Digging up the dirt on Oregon truffles

The elusive truffle is like buried treasure. If only we had a map to guide us to them. The pungent yet marvelous aromas the ugly little culinary nuggets emit — mustiness, garlic, earth, sweat — don’t sound or look appealing. But these gems of the kitchen are expensive and highly sought-after for a reason; they make even the simplest egg or pasta dish sing.

Like wine and other fine foods, truffles confer distinction to the farm and the area where they are produced, and like few other crops, they can be grown profitably on small acreages.

According to New World Truffieres’ mycologist, Dr. Charles Lefevre, “To cultivate truffles, inoculated truffle trees are planted in orchards much like those for fruits and nuts, except that the crop appears below ground and is usually harvested with the help of trained dogs or pigs that can smell the truffles through a layer of earth. Truffles begin to appear several years after the inoculated seedlings are planted, and production can continue for decades.”

While Oregon may have a long history of truffle research at Oregon State University, its truffle industry is still young and relatively undiscovered. Much like Oregon chanterelles, the few sources for wild truffles are limited, and harvesters who sell them are just as secretive about their source locations. A handful of wineries, however, are betting their hedges (or their vineyards) on Oregon truffles, designating valuable land to cultivate them, hoping they will take root.

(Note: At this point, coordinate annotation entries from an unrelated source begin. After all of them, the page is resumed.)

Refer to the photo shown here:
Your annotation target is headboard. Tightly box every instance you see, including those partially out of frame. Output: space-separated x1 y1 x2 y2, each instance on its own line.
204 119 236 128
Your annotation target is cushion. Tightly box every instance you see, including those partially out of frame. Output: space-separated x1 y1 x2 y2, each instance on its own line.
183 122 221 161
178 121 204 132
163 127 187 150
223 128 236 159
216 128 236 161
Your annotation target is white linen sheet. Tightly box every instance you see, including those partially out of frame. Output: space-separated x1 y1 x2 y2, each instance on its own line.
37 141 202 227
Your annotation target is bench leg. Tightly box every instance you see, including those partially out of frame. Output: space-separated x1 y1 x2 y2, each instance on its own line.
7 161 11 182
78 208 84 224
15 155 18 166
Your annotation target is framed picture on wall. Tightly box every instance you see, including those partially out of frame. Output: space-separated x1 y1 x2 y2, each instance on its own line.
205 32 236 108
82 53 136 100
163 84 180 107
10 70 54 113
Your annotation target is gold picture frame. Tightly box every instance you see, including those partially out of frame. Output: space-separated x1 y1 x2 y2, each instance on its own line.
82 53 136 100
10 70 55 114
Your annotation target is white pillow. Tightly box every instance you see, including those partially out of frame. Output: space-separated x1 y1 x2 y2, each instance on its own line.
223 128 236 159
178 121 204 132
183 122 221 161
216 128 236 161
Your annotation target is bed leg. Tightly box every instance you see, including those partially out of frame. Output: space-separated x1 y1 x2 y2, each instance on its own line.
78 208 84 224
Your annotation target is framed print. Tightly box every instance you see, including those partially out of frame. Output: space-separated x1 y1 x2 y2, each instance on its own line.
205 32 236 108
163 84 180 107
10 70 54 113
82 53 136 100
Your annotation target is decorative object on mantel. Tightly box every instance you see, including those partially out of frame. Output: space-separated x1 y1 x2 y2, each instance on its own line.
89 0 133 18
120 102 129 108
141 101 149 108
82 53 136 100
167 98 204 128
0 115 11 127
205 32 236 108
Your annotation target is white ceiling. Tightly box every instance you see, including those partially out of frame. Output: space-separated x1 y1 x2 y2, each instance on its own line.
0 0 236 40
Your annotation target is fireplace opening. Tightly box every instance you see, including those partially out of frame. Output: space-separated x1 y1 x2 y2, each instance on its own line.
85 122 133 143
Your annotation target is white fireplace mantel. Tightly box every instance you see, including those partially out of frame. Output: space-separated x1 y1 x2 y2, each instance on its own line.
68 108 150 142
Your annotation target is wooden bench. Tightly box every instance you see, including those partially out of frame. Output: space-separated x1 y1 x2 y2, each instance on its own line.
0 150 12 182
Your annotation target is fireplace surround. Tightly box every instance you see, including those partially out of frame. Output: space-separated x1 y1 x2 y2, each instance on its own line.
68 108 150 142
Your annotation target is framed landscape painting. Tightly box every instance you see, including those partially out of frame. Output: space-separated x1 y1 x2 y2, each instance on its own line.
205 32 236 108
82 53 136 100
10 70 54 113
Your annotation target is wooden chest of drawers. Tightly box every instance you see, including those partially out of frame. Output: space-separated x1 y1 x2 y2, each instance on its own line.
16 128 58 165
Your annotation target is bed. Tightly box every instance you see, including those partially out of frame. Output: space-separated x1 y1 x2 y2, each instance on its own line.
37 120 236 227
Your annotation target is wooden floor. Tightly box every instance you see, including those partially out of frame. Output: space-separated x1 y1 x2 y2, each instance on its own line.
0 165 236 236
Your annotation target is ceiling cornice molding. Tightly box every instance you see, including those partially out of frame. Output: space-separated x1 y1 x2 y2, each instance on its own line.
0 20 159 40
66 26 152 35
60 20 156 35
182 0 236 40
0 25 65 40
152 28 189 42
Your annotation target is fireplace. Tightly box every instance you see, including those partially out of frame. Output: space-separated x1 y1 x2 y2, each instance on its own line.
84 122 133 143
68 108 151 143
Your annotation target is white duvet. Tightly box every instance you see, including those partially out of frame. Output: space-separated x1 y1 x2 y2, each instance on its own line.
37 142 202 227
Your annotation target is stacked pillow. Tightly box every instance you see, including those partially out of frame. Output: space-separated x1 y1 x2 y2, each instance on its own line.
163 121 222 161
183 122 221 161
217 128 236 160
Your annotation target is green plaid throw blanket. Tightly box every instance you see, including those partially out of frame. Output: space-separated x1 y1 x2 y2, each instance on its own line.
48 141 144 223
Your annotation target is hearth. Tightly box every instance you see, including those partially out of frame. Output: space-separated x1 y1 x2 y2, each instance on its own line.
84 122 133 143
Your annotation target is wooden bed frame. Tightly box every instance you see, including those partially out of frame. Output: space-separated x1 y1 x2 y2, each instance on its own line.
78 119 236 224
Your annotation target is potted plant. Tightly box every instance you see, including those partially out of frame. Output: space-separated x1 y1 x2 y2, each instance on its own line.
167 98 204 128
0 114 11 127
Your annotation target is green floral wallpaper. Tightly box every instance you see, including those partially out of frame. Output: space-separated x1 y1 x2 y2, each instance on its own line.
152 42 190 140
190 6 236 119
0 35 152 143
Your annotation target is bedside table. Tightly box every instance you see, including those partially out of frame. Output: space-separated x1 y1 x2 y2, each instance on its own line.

Take for example Willamette Valley Vineyards (WVV), which has had a truffle patch on its property for at least 12 years, which is the earliest Winery Director Christine Claire can recall. Claire explains that originally, this patch was one of the hunting and dog competing sites for the annual Oregon Truffle Festival. The festival events have been centered in Eugene and Yamhill County more recently, so the winery hasn't hosted lately, but they are still actively harvesting truffles to use in their kitchen.

WVV had planned to use the truffle patch for education and in-house culinary adventure. Not only would it be a way to show wine tourists another reason why the Willamette Valley is so special, but also, since truffles are so perfectly paired with Pinot Noir, they could use them in their food pairings and share them with chefs whom they partner with for events and wine dinners.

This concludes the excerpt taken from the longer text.